OCT成像模块的工作原理为：光源1发出一束红外波段的部分相干光，经过光隔离器2，单模光纤3与光纤耦合器4相连，经过光纤耦合器4的分光，光束分为两路，一路光经过偏振控制器5的偏振态调整，与成像探头7相连，用于对耳朵8的成像探测，MEMS控制器11可对成像探头7内置的MEMS微镜进行扫描控制，从而选取感兴趣的成像扫描区域，另一路光经过偏振控制器5的偏振态调整，与光学延迟线6相连，用于调节和匹配光程，使两路光束经过的光程相等。成像探头7采集的信号沿原路返回并于另一路光在光纤耦合器4处发生干涉，探测器9将光干涉信号转化为电信号后经过数据采集卡10，处理电脑14接收到采集的信号后经过计算处理，生成中耳及内耳OCT图像。当光源1为扫频光源时，会有同步触发信号生成，用于与采集卡10进行采集和成像的同步控制。The working principle of the OCT imaging module is: the light source 1 emits a beam of partially coherent light in the infrared band, passes through theoptical isolator 2, connects the single-mode fiber 3 to the fiber coupler 4, and splits the light through the fiber coupler 4, and the beam is divided into two paths , one path of light is adjusted by the polarization state of thepolarization controller 5, connected to theimaging probe 7, and used for imaging detection of theear 8, and theMEMS controller 11 can scan and control the MEMS micromirror built in theimaging probe 7, so as to select The other path of light is adjusted by the polarization state of thepolarization controller 5 and connected to theoptical delay line 6 to adjust and match the optical path, so that the optical paths of the two paths of light are equal. The signal collected by theimaging probe 7 returns along the original path and interferes with the optical fiber coupler 4 in another path of light. The detector 9 converts the optical interference signal into an electrical signal and passes through thedata acquisition card 10. Theprocessing computer 14 receives the collected signal. After calculation and processing, OCT images of the middle ear and inner ear are generated. When the light source 1 is a frequency-sweeping light source, a synchronous trigger signal is generated for synchronous control of acquisition and imaging with theacquisition card 10 .

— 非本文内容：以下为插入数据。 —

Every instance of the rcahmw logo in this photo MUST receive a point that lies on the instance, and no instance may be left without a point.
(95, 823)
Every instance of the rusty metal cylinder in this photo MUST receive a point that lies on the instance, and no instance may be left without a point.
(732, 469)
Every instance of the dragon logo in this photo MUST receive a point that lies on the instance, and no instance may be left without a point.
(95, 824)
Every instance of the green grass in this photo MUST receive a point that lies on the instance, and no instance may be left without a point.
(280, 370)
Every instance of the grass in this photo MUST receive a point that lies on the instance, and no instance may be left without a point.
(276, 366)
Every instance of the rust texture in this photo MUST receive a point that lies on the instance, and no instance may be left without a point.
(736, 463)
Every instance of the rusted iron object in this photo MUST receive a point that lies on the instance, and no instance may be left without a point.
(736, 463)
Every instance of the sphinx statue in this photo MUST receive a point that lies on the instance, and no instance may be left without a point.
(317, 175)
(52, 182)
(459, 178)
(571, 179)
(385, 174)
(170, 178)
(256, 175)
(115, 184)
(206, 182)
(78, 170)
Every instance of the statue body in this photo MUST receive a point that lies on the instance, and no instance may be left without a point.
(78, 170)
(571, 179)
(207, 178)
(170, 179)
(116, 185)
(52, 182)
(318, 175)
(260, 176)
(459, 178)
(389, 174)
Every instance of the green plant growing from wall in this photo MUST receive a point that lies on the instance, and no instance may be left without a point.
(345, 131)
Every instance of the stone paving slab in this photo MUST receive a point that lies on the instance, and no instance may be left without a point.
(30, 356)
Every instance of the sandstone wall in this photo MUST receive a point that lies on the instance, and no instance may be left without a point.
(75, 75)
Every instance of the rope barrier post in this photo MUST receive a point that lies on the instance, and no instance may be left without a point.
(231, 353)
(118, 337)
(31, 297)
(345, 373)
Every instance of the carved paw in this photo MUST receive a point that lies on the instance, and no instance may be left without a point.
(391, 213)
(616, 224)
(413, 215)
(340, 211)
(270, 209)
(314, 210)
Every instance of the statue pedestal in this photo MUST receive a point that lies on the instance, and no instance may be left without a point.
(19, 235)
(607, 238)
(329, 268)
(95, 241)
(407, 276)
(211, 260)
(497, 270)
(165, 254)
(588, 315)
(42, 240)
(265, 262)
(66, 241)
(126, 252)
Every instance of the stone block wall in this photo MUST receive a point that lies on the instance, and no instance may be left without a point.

超声成像模块的工作原理为：MEMS控制器11对成像探头7内置的环形MEMS超声换能器进行控制，用于产生高频超声信号，超声信号经过耳朵8反射后被环形MEMS超声换能器接收，将超声信号转换为电信号，并通过滤波放大器12的处理，信号被数据采集卡13传输至处理电脑14进行计算，生成中耳及内耳超声图像。The working principle of the ultrasonic imaging module is: theMEMS controller 11 controls the built-in annular MEMS ultrasonic transducer of theimaging probe 7 to generate high-frequency ultrasonic signals, and the ultrasonic signals are received by the annular MEMS ultrasonic transducer after being reflected by theear 8 , the ultrasonic signal is converted into an electrical signal, and processed by thefilter amplifier 12, the signal is transmitted by thedata acquisition card 13 to theprocessing computer 14 for calculation, and the ultrasonic image of the middle ear and the inner ear is generated.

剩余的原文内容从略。